ACM Queue
- Categories: Trade magazine
- Frequency: Bimonthly
- First issue: March 2003
- Company: Association for Computing Machinery
- Country: United States
- Based in: New York City
- Language: English
- Website: queue.acm.org
- ISSN: 1542-7730

= ACM Queue =

Bimonthly magazine on software engineering

ACM Queue (stylized acmqueue) is a bimonthly computer magazine, targeted to software engineers, published by the Association for Computing Machinery (ACM) since 2003. It publishes research articles as well as columns, interviews, and other types of content.
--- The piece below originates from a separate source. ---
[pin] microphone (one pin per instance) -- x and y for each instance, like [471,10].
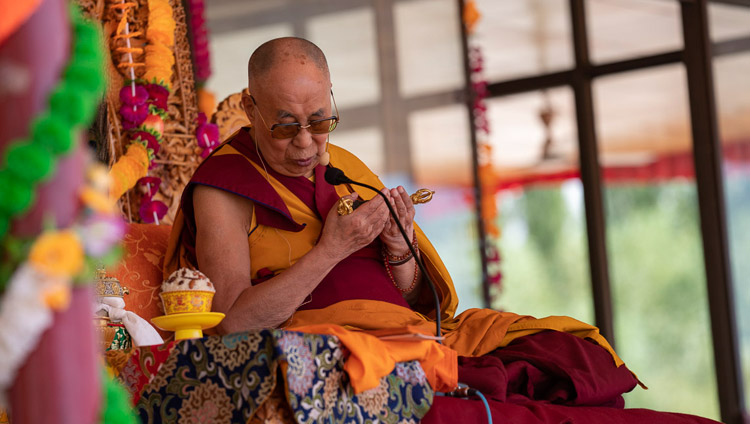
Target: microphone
[335,176]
The magazine is described as "the ACM's magazine for practicing software engineers[,] written by engineers for engineers", as opposed to academic researchers. Its "goal ... is to bridge the academic and industrial sides of computer science and software
engineering".

Only articles from "specifically invited" authors are considered for publication, and there is a review process. However, unlike some other ACM publications, is not considered a peer-reviewed journal by the organization.

Stephen R. Bourne is the editor-in-chief, and helped found the magazine when he was president of the ACM. It is available only in electronic form and is available on the Internet on subscription basis. Some of the articles published in Queue are also included in ACM's monthly magazine, Communications of the ACM, in the Practitioner section.